TL;DR
This paper introduces UGEL, an uncertainty-guided edge learning algorithm for deep image regression on remote sensing satellites, enabling faster training convergence by efficiently estimating predictive uncertainty with a single forward pass.
Contribution
The paper proposes a novel uncertainty estimation method using deep beta regression that is computationally efficient for edge devices and improves training speed in remote sensing image regression.
Findings
UGEL achieves faster convergence than active or semi-supervised learning.
Deep beta regression provides accurate uncertainty estimates with a single forward pass.

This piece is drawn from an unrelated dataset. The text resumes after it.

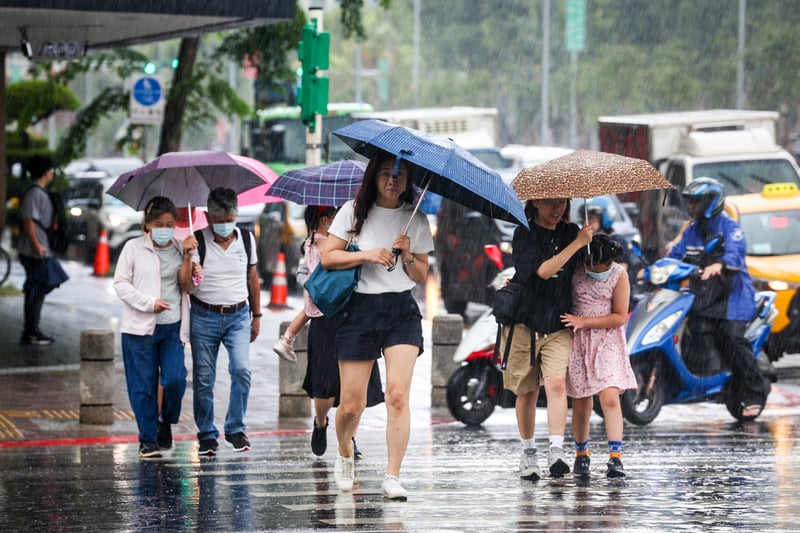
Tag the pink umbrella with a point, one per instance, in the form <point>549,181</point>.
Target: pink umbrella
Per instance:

The method is suitable for resource-constrained edge platforms in remote sensing applications.
Abstract
Edge learning refers to training machine learning models deployed on edge platforms, typically using new data accumulated onboard. The computational limitations on edge devices affect not only model optimisation, but also calculation of the predictive uncertainty of the current model on the unlabelled data, which is vital for informing model updating. In this paper, we investigate edge learning in the context of performing deep image regression on a remote sensing satellite, where a deep network is executed by an onboard computer to regress a scalar from an input image, e.g., is the percentage of pixels indicating cloud coverage or land use. We propose an uncertainty-guided edge learning (UGEL) algorithm that can accurately prioritise the data to speed up training convergence of the on-board regression model. Underpinning UGEL is the calculation of predictive uncertainty based…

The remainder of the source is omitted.